Ahmad Rizki Sridadi, pengamat hukum ekonomi Unair menilai, arahan presiden agar pemerintah daerah melakukan deregulasi di tingkat daerah melalui revisi dan penyederhanaan Perda memerlukan sinkronisasi antara pusat dan daerah agar tidak saling tuduh.
Seperti diketahui, pada Senin (16/12/2019) lalu, Joko Widodo Presiden berpendapat Perda-Perda yang menghambat dan membebani pemerintah daerah harus dipangkas.
“Ini memerlukan sinkronisasi antara pemerintah pusat dan daerah. Nanti ini bisa saling menuduh dalam tanpa petik. Misalnya, pemerintah menganggap daerah harus merampingkan regulasi dan kebijakannya untuk peraturan yang menghambat kinerja pimpinan daerah untuk investasi. Tapi bisa juga daerah melihat, kami tidak punya banyak aturan, karena semuanya dikerjakan oleh pusat. Ini tentu perlu ada kerja sama antara birokrasi di pusat dan daerah UU Otonomi Daerah harus masuk di sana,” ujar Rizki pada Selasa (17/12/2019).
Pada kesempatan yang sama, Jokowi juga menyampaikan, regulasi di Indonesia saat ini berjumlah sekitar 42 ribu. Jokowi menilai, hal ini membuat gerak pemerintah menjadi terhambat. Menanggapi hal tersebut, Prajwalita Widiati Ahli Studi Legislasi Unair mengatakan, banyaknya regulasi di Indonesia memang membuat sejumlah persoalan.
“Kadang kan investor atau masyarakat mengatakan tidak tahu aturan A aturan B, jadi alasan gak patuh. Kadang pemerintah sendiri juga tidak mengetahui banyak aturan tentang dirinya. Ketika dijadikan satu, bisa jadi aksesibel,” kata pria yang juga Dosen Fakultas Ekonomi Bisnis Unair.
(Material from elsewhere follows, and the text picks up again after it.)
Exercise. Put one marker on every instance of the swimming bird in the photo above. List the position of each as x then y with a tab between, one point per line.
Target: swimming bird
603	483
Melalui revisi dan penyederhanaan regulasi, pihak terkait bisa membuat pasal-pasal dalam peraturan bisa lebih efisien dan efektif. Ia menyontohkan, apabila ada pasal yang bernada sama, bisa dipangkas jadi satu pasal. Sedangkan, apabila ada pasal yang bertabrakan, bisa dipilih satu pasal yang lebih efektif dan relevan. (bas/iss/ipg)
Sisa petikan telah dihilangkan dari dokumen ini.